Lane Kiffin is making all sorts of news after he was fired by Nick Saban even though he quit first. But let's face it, he's gone (to Florida Atlantic) and is old news by now. Instead, let's focus on who's more important at hand -- his successor.
No one has ever faced the unique kind of pressure for Monday night's College Football Playoff championship game that awaits Steve Sarkisian, immediately installed as Alabama's offensive coordinator after Kiffin's exit last Monday. Sark will have less than a week to coach up the Tide's anemic offense to keep up with Clemson's.
So just who is Steve Sarkisian?
That almost seems like a dumb question. He's been the head coach at USC and Washington. He was the offensive coordinator during the Trojans' dynasty run in the 2000s under Pete Carroll. He played quarterback under the legendary LaVell Edwards at BYU. Sark is not exactly an unknown quantity in college football circles.

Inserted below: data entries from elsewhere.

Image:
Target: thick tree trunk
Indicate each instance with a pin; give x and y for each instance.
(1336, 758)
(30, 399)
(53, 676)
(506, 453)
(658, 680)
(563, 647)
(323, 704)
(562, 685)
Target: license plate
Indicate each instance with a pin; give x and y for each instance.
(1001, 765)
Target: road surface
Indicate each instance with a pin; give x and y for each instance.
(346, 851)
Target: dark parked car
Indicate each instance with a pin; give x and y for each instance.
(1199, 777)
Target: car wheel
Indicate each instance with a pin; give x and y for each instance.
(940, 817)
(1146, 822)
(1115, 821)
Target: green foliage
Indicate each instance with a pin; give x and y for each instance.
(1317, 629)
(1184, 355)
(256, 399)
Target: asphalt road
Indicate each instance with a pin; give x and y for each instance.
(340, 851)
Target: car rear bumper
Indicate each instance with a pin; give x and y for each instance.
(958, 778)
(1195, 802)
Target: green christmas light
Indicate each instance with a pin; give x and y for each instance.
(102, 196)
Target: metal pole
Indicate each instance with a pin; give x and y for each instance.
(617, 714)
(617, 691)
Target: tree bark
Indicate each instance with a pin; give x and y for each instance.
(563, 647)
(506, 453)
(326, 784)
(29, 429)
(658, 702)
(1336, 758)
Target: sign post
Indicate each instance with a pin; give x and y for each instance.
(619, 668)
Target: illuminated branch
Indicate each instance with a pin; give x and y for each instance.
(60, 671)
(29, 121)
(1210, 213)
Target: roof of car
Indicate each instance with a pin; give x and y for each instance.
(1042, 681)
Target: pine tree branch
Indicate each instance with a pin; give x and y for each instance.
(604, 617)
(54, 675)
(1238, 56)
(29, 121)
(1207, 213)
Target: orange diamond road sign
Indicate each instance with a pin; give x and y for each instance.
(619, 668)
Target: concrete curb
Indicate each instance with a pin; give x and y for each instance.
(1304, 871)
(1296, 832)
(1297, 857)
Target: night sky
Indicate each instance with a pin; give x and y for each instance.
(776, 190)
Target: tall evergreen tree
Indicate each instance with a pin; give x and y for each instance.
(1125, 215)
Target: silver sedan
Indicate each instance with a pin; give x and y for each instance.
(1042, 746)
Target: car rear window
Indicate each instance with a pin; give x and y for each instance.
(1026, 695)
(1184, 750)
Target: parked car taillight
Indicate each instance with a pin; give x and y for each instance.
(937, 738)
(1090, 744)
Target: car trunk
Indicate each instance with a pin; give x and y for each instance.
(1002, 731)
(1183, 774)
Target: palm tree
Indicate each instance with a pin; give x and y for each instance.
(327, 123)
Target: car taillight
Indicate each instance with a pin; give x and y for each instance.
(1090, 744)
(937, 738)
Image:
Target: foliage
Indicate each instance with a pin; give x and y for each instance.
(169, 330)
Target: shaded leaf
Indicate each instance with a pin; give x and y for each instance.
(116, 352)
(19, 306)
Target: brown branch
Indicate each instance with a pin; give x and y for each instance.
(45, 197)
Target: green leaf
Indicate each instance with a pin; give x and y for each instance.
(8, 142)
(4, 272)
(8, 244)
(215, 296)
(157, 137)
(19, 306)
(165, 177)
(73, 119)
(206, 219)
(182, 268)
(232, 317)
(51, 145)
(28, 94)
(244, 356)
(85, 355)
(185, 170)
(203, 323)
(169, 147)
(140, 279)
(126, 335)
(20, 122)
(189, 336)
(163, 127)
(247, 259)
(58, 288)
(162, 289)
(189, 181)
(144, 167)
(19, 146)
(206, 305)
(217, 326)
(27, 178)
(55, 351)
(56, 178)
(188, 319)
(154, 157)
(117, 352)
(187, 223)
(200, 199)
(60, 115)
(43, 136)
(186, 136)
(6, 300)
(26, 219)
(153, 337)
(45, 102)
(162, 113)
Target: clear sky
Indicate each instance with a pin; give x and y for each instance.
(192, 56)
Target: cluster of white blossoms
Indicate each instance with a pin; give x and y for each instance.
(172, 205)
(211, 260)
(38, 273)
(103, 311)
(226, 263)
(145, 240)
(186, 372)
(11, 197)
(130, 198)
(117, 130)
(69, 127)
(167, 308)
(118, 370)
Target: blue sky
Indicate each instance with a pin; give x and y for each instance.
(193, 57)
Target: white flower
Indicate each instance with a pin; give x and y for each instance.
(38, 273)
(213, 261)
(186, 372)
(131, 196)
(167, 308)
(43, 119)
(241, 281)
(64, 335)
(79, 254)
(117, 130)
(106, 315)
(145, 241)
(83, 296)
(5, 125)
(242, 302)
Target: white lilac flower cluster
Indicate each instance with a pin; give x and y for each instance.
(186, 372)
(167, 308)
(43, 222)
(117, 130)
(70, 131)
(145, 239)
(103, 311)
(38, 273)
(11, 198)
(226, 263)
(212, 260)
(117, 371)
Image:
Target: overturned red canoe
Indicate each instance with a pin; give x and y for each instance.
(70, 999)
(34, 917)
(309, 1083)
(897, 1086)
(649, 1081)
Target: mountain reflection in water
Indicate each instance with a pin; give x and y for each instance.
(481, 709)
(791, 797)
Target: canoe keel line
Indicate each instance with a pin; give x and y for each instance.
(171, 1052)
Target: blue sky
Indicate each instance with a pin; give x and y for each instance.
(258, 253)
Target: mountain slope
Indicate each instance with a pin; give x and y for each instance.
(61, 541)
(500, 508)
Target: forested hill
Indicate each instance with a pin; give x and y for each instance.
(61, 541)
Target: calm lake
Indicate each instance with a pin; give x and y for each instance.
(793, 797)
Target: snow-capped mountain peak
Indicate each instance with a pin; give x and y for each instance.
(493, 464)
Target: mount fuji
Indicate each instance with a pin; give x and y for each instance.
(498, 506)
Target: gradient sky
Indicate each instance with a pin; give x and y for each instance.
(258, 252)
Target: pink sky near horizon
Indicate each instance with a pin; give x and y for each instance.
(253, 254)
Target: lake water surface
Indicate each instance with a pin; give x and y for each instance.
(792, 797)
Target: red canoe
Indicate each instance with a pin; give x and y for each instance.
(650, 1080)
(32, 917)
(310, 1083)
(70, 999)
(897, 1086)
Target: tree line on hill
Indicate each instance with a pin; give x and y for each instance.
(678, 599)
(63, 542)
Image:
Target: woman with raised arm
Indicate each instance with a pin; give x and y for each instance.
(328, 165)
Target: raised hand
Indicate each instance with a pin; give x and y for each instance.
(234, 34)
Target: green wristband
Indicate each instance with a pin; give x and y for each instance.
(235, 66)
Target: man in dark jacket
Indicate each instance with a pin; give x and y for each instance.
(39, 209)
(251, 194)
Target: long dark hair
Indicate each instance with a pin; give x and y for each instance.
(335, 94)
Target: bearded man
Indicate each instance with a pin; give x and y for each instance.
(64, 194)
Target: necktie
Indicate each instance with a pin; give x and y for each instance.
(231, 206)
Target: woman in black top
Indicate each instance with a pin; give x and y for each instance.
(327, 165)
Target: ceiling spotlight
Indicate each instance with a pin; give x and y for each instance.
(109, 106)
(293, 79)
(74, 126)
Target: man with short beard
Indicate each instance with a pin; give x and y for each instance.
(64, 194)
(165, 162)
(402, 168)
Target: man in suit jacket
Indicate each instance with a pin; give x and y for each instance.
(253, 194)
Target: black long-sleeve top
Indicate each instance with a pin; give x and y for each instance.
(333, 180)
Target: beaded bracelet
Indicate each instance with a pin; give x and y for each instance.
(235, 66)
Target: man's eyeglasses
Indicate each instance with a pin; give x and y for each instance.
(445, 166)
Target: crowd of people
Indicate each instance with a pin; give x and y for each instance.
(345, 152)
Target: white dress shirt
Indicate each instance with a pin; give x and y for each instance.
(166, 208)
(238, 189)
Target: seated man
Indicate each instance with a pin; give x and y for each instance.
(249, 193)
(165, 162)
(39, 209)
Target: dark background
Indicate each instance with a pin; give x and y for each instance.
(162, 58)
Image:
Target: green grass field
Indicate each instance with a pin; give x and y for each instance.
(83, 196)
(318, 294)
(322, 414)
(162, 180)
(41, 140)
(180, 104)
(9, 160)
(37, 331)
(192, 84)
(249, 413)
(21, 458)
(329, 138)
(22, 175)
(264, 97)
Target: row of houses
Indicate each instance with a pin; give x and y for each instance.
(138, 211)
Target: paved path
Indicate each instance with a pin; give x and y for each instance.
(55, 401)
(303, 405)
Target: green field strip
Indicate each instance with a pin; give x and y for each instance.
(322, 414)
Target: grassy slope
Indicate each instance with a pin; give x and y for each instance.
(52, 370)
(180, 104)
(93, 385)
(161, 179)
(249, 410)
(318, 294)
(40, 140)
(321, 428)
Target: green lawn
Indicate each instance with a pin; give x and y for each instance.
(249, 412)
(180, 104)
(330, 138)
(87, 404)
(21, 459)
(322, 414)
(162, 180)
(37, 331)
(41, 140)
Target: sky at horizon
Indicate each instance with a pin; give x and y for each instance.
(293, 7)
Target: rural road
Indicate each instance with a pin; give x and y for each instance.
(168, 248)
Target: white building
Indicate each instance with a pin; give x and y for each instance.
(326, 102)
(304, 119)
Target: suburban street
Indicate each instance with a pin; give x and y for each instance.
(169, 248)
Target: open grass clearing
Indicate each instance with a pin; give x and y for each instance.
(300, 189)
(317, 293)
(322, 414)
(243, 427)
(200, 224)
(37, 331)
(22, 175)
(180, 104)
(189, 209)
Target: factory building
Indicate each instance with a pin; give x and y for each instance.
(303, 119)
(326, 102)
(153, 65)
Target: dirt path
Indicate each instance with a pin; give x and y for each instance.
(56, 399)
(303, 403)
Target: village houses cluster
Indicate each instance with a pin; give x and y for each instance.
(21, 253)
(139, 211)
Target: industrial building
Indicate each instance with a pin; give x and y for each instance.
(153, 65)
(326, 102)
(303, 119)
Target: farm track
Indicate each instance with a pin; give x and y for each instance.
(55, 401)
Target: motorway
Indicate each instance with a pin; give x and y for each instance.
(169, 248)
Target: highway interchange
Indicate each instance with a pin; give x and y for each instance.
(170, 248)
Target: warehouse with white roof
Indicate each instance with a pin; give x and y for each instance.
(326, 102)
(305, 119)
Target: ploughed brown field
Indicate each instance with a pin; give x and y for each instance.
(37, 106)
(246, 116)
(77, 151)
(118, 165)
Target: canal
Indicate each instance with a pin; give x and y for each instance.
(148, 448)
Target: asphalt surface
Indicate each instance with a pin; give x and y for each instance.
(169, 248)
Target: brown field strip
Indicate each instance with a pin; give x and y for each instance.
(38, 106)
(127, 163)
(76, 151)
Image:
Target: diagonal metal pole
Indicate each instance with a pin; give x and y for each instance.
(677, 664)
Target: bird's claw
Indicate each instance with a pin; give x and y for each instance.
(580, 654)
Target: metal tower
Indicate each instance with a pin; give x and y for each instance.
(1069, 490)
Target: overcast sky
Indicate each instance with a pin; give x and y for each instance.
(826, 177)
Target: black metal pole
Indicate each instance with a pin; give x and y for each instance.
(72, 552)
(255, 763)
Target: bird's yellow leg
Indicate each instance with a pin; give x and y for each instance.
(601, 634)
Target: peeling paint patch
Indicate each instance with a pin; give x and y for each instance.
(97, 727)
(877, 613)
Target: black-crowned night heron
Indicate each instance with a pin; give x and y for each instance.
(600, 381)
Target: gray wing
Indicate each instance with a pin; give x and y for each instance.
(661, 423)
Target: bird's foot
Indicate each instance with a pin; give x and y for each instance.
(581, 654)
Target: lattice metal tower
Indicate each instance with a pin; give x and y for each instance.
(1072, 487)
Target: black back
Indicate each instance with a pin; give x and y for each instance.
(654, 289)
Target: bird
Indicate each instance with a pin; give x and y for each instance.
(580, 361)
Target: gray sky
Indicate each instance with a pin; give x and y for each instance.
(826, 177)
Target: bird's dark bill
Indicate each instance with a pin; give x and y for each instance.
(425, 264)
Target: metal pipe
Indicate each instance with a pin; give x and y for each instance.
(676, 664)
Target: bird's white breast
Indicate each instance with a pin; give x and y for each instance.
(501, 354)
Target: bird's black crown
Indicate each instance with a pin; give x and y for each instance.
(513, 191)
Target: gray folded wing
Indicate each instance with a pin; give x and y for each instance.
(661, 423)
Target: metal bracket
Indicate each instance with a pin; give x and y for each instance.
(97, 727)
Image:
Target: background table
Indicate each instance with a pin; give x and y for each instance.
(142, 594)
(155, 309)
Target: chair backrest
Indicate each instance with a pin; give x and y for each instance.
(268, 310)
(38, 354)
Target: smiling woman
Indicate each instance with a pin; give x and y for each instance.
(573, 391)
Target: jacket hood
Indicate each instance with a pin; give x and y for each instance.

The problem is that in some ways he's too much like Kiffin, still one of his best pals. He and Kiffin ran the USC offense together under Carroll after Norm Chow's departure. He succeeded Kiffin as the Trojans' head coach. Heck, Al Davis even offered him the Raiders' job first before he turned it down, leading to Kiffin's disastrous 20-game stint in Oakland.
And then he followed Kiffin to Alabama after Sarkisian was unceremoniously dumped by USC midseason in 2015 (just like Kiffin was in 2013) as a result of his drinking problem coming to a head. He was widely seen as Kiffin's eventual successor when he was scooped up by Saban in 2016, and he became just that.
But this is where Sark is different from Kiffin. He's a more sober (pardon the pun) playcaller than his buddy Lane -- at least he will be for Monday night's game. It's something even Kiffin readily acknowledged.
"The best way I would describe it without details is that Sark's personality will work a little bit better than mine with Coach (Saban)," Kiffin said before the Peach Bowl and being prematurely dumped by Saban. "I'm not saying it's a bad thing at all. I would say that Sark just manages people better than I do at times."
This doesn't mean Sarkisian isn't the same offensive coaching mind as Kiffin. It's just that he's more likely to comply with Saban's wishes to be more conservative offensively, more risk-adverse, especially with a freshman quarterback Jalen Hurts who has a severely limited repertoire.
Sarkisian is highly unlikely to do anything razzle dazzle against a Clemson defense that shut out of Ohio State in its semifinal game at the Fiesta Bowl. More likely, he'll hand the ball repeatedly to sophomore running back Bo Scarbrough and use Alabama's stout offensive line as a bludgeon until the Tigers crack.
If the Tide offense simply can't keep up with Deshaun Watson and a Clemson attack that hung 40 points on them in last year's championship game, Sarkisian will get some blame -- but most of the blowback will fall on Saban for making a drastic switch less than a week before the title-game rematch. If Alabama comes away with a victory in any fashion, however, Sarkisian will get his due, given the circumstances.
That'll go a long way toward his rehabilitation, professionally at least, if not personally. Like Kiffin, he had reached the mountaintop of his craft as head coach at USC only to see everything crumble to pieces with an uncertain way back. But again like Kiffin, having been picked up by Saban as a reclamation project, he may be on course for redemption.
Make no mistake, Saban didn't hire Kiffin and Sarkisian as pure charity cases. He knew his offense needs an upgrade and he was able to hire two talented minds back-to-back. Kiffin helped Alabama to three consecutive SEC titles by grooming a new starting quarterback each year. And Sarkisian was paid a mere $35,000 this season as an "analyst" before being summoned to take over for Kiffin.
Thus, Sark has a great opportunity to rebuild his reputation with all eyes on him Monday night. He should thank Saban, but especially his good friend Kiffin, for this unexpected fortune.